The varied accents of a rich theatre


By Lenore Tardif

SYDNEY — The Second Multicultural Theatre Festival, with performances by 18 theatre companies in nine languages, begins this week. It promises to be even more exciting and challenging than the first festival, held last October.

Lydia Miller (star of Deadly) and comedian Vince Sorrenti will host the festival opening, on Friday, August 21, at the Newtown High School of Performing Arts. This will be a spectacular performance integrating the skills of all the companies, plus a performance of Nallawilli by Kooris in Theatre.

A rich and diverse theatre with its roots in Asia, the Pacific, Europe, Latin America, the Middle East and the southern Mediterranean continues on each Friday, Saturday and Sunday evening until September 13 at the Newtown venue. The festival then moves to the Library Plaza in Liverpool from Friday to Sunday, September 18-20.

Theatregoers discovered at the first festival that multicultural theatre is not just dramatisation of folklore in traditional dress.

A uniquely Australian form of vibrant drama — referred to in the festival's title, "Australian Accents" — is emerging from a Multicultural Theatre Alliance of 24 companies. The dramatic expression of multiculturalism emerges in both new works and the reworking of traditional plays.

Meeting with the Past by Bill Kokkaris and Sunday's Breakfast (Vasilis Georgarakis) are new works in which family dynamics, women's roles, cultural rituals and racial intolerance are challenged within an Australian lifestyle filtered

through very different cultural experiences.
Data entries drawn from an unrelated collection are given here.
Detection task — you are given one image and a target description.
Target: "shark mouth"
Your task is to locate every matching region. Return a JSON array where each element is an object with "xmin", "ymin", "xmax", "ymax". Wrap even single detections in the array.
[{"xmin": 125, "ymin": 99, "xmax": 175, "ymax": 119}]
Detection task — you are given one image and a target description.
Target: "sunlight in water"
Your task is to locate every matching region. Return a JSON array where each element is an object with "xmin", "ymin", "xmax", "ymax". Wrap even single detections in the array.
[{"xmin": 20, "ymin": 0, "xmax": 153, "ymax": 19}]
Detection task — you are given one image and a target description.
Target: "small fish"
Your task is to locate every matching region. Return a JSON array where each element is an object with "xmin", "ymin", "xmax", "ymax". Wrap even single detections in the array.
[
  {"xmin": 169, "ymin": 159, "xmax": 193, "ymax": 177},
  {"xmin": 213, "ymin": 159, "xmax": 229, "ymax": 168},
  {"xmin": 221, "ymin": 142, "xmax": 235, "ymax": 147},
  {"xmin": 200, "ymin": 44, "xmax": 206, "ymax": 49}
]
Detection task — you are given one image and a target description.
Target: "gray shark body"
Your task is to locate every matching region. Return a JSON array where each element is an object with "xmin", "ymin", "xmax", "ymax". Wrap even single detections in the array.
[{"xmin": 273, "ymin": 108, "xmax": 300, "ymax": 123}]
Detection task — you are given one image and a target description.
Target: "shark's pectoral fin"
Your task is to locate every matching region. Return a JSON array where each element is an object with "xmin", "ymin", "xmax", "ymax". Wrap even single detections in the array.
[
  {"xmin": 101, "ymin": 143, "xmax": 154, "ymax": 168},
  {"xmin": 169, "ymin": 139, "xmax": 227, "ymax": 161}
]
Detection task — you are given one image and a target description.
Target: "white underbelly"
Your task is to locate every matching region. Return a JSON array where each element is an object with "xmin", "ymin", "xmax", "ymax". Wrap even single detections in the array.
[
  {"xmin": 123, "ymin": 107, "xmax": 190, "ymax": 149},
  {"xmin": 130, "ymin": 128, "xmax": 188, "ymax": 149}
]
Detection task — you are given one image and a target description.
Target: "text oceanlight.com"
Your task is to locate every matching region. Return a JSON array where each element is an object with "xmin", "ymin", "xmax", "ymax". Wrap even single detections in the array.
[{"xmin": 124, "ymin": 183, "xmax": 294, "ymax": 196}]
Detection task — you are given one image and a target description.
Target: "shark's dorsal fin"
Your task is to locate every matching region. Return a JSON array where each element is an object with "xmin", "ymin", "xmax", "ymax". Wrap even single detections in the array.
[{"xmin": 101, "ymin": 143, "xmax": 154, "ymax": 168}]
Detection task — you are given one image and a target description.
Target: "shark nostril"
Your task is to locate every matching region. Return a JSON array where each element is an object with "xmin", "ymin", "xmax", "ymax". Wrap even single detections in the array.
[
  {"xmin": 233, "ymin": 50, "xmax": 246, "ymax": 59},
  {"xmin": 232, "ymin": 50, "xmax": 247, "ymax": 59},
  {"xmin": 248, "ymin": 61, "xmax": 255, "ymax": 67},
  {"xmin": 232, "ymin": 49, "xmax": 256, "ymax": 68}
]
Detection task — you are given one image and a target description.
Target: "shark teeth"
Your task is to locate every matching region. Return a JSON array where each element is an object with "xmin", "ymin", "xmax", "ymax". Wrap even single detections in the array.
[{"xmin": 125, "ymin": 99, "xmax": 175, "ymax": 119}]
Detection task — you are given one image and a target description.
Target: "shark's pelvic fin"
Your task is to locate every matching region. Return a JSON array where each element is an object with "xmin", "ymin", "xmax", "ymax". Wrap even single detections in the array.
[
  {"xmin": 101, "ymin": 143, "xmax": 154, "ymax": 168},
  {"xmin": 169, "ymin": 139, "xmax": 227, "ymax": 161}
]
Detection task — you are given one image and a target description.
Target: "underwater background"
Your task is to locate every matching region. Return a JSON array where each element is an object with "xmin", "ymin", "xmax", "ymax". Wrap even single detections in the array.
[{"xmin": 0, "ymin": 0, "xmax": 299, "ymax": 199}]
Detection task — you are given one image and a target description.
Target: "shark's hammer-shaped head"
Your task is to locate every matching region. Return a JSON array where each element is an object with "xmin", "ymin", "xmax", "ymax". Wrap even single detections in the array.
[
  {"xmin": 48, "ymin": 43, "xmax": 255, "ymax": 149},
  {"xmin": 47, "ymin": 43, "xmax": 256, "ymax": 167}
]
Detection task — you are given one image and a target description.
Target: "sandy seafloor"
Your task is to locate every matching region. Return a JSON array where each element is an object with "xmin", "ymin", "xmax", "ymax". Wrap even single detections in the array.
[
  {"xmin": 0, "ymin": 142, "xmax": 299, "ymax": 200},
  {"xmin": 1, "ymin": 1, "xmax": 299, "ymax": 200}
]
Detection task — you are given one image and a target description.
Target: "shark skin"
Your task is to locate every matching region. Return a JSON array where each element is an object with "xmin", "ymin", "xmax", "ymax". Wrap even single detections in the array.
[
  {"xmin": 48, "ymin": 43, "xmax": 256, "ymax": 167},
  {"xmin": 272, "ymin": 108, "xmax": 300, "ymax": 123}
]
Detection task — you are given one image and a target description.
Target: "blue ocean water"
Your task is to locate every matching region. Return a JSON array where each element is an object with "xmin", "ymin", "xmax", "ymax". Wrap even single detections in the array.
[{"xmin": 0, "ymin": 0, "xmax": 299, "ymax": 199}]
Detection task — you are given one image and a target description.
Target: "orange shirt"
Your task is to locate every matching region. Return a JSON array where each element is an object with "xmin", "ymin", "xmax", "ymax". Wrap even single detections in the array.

The work of traditional playwrights such as Argentinean Roberto Cossa's play The Grandmother becomes more relevant when transposed to an Australian situational drama.

Almost 40% of Australia's population is of non-English speaking background, and despite the recession, multicultural companies frequently play to packed houses.

A wider audience is recognising that non-English background theatre has a lot to offer. The Hellenic Theatre Group, having performed for 42 years in Marrickville, is experiencing dramatic increases in English-speaking audiences; FILEF's Italian-

based theatre in Leichhardt has audiences close to 50% English-speaking.

Festival director Robert Gamba is excited by the evolution of what he calls "hybrid" drama, evolving when company members share their skills, resources, energies and performances. New forms of dance, movement, music and communication are being born from these amalgamations of ideas and alliances.

Gamba stresses that the consistent use of two languages in performances is fundamental to this new theatre's vision. Drama consultant Maria Shevtsova explains: "Bilingual community theatre is based on the premise that minorities, instead of being ghettoised, dismissed as alien or indulged as folklore, must reclaim their heritage and identity, and receive due credit for their cultural as well as economic contribution to national life".

Single performance tickets are $12/$6 concession, for three nights $25/$15. A season pass is $60/$40.